ECLI:NL:CRVB:2020:719
Centrale Raad van Beroep
- Hoger beroep
- Rechtspraak.nl
Intrekking en terugvordering van bijstand op basis van niet-gemelde inkomsten uit arbeid
In deze zaak gaat het om de intrekking en terugvordering van bijstand aan appellante, die van 4 oktober 2011 tot en met 2 maart 2014 bijstand ontving op grond van de Wet werk en bijstand (WWB). De Centrale Raad van Beroep behandelt het hoger beroep tegen de uitspraak van de rechtbank Rotterdam, die het beroep van appellante ongegrond verklaarde.

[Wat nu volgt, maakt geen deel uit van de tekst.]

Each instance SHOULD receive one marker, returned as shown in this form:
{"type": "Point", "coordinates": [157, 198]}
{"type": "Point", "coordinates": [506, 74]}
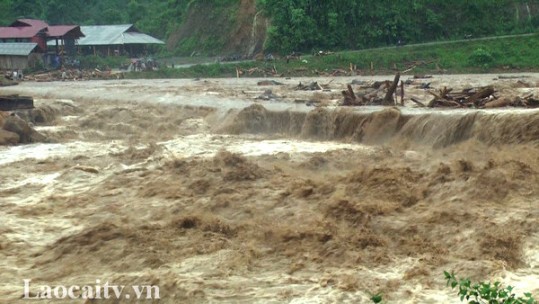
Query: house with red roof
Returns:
{"type": "Point", "coordinates": [38, 32]}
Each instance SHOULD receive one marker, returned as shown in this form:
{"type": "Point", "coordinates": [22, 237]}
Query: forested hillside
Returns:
{"type": "Point", "coordinates": [222, 26]}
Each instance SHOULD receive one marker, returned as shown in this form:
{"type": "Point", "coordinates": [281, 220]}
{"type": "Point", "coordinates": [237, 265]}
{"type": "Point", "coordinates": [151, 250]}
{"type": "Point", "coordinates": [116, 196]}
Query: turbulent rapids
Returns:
{"type": "Point", "coordinates": [196, 189]}
{"type": "Point", "coordinates": [432, 129]}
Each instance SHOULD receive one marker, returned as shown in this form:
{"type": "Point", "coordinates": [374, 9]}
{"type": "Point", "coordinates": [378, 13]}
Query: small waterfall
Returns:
{"type": "Point", "coordinates": [390, 125]}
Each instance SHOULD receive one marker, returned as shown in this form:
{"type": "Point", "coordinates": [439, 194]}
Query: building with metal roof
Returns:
{"type": "Point", "coordinates": [115, 39]}
{"type": "Point", "coordinates": [18, 55]}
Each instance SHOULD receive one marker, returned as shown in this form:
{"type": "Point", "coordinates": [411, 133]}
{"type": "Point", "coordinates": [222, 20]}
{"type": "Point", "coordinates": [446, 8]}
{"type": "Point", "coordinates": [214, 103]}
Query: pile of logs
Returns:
{"type": "Point", "coordinates": [478, 98]}
{"type": "Point", "coordinates": [372, 96]}
{"type": "Point", "coordinates": [385, 93]}
{"type": "Point", "coordinates": [313, 86]}
{"type": "Point", "coordinates": [257, 71]}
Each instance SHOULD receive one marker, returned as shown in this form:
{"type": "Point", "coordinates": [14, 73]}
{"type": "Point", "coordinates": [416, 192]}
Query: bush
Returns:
{"type": "Point", "coordinates": [481, 58]}
{"type": "Point", "coordinates": [486, 292]}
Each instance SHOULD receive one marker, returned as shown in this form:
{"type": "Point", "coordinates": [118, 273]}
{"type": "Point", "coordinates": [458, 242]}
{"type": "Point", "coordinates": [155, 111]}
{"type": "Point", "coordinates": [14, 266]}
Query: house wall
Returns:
{"type": "Point", "coordinates": [10, 62]}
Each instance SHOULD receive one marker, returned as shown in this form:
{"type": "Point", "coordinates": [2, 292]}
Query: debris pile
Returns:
{"type": "Point", "coordinates": [387, 92]}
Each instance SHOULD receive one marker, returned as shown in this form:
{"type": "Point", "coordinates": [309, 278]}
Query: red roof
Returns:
{"type": "Point", "coordinates": [29, 28]}
{"type": "Point", "coordinates": [30, 22]}
{"type": "Point", "coordinates": [57, 31]}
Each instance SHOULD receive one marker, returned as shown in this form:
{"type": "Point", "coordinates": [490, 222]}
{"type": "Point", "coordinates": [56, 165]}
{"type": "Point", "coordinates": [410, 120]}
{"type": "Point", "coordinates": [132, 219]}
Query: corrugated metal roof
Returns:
{"type": "Point", "coordinates": [114, 35]}
{"type": "Point", "coordinates": [17, 49]}
{"type": "Point", "coordinates": [138, 38]}
{"type": "Point", "coordinates": [30, 22]}
{"type": "Point", "coordinates": [18, 32]}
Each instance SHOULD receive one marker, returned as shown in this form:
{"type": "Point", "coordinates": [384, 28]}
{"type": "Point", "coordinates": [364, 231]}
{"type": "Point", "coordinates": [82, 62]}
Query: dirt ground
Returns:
{"type": "Point", "coordinates": [173, 183]}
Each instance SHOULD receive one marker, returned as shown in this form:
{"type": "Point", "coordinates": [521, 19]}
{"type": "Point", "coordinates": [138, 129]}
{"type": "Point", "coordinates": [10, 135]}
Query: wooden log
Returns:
{"type": "Point", "coordinates": [499, 103]}
{"type": "Point", "coordinates": [402, 93]}
{"type": "Point", "coordinates": [349, 96]}
{"type": "Point", "coordinates": [419, 103]}
{"type": "Point", "coordinates": [388, 99]}
{"type": "Point", "coordinates": [482, 93]}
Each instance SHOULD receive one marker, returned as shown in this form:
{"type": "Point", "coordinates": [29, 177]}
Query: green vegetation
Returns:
{"type": "Point", "coordinates": [336, 24]}
{"type": "Point", "coordinates": [486, 292]}
{"type": "Point", "coordinates": [296, 25]}
{"type": "Point", "coordinates": [479, 293]}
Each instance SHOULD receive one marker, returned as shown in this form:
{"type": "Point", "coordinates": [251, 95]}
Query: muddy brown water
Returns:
{"type": "Point", "coordinates": [194, 187]}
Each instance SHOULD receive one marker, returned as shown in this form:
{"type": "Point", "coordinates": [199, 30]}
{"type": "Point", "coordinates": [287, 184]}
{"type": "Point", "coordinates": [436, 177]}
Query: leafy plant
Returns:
{"type": "Point", "coordinates": [481, 57]}
{"type": "Point", "coordinates": [486, 292]}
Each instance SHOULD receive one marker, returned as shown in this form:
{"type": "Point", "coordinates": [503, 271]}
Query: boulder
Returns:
{"type": "Point", "coordinates": [8, 138]}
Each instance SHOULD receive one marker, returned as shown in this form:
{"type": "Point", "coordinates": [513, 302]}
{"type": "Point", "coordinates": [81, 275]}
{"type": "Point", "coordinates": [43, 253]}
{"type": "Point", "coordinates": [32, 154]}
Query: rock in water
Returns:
{"type": "Point", "coordinates": [8, 138]}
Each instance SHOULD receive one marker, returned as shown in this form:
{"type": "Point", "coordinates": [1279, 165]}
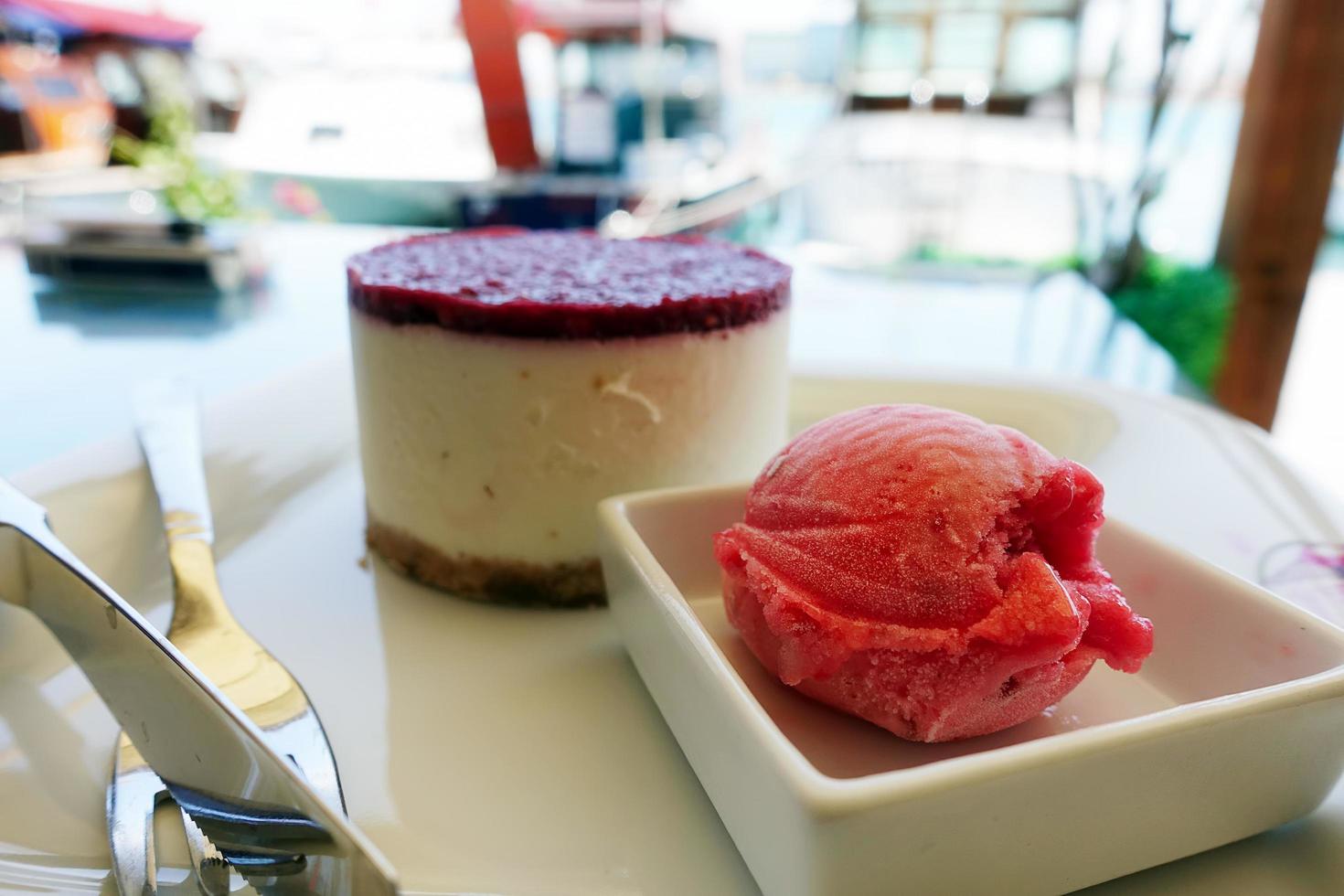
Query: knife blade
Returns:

De intrekking van de bijstand is gebaseerd op het feit dat appellante niet heeft gemeld dat zij inkomsten ontving van haar werkgever, wat leidde tot een te hoge bijstandsverlening.
Het college van burgemeester en wethouders van Nissewaard heeft na een signaal van de Belastingdienst een onderzoek ingesteld naar de rechtmatigheid van de bijstandsverlening. Hierbij zijn loonspecificaties opgevraagd bij de werkgever van appellante. De werkgever heeft deze gegevens verstrekt, maar appellante heeft geen salarisstroken overgelegd, ondanks verzoeken daartoe. Het college heeft vervolgens de bijstand van appellante ingetrokken voor een bepaalde periode en de kosten van bijstand teruggevorderd, omdat de inkomsten hoger waren dan de bijstandsnorm.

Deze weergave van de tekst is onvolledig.